Publication year - 2008
Publication title -
american journal of medical genetics part a
Language(s) - English
Resource type - Journals
SCImago Journal Rank - 1.064
H-Index - 112
eISSN - 1552-4833
pISSN - 1552-4825
DOI - 10.1002/ajmg.a.32368
Subject(s) - hypertelorism , hypospadias , exon , mutation , genetics , phenotype , medicine , gene , biology
Opitz G/BBB syndrome is characterized by midline abnormalities such as hypertelorism, cleft palate, and hypospadias. This syndrome is heterogeneous with an X‐linked recessive form caused by mutations in the MID1 gene at band Xp22.3. However, mutations in MID1 have only been identified in 47% of familial cases of X‐linked Opitz G/BBB syndrome, and 13% of sporadic cases. We performed a phenotype–genotype analysis of a group of nine new patients with clinical characteristics commonly seen in Opitz G/BBB syndrome, and of previously reported patients.
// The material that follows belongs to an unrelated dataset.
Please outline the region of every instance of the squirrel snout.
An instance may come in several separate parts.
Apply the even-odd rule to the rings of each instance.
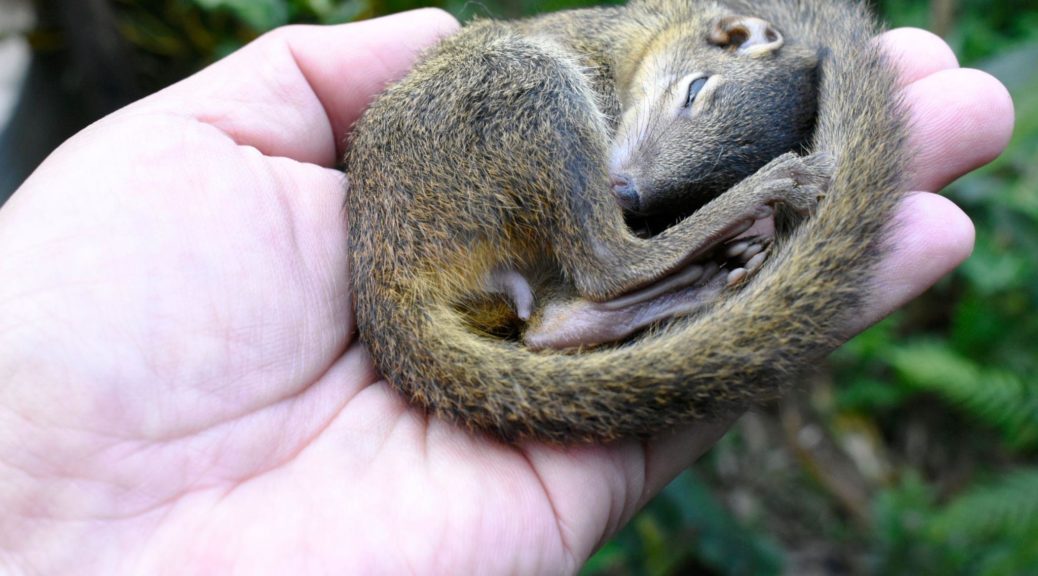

We identified a novel mutation in exon 9 of the MID1 gene, c.1941insTGAGTCATCATCC, leading to a premature termination codon at amino acid 514 in a patient with hypertelorism, apparently low‐set ears, a short philtrum, bilateral cleft of lip and palate and hypospadias. This mutation affects the PRY domain of the C‐terminus of the MID1 protein. © 2008 Wiley‐Liss, Inc.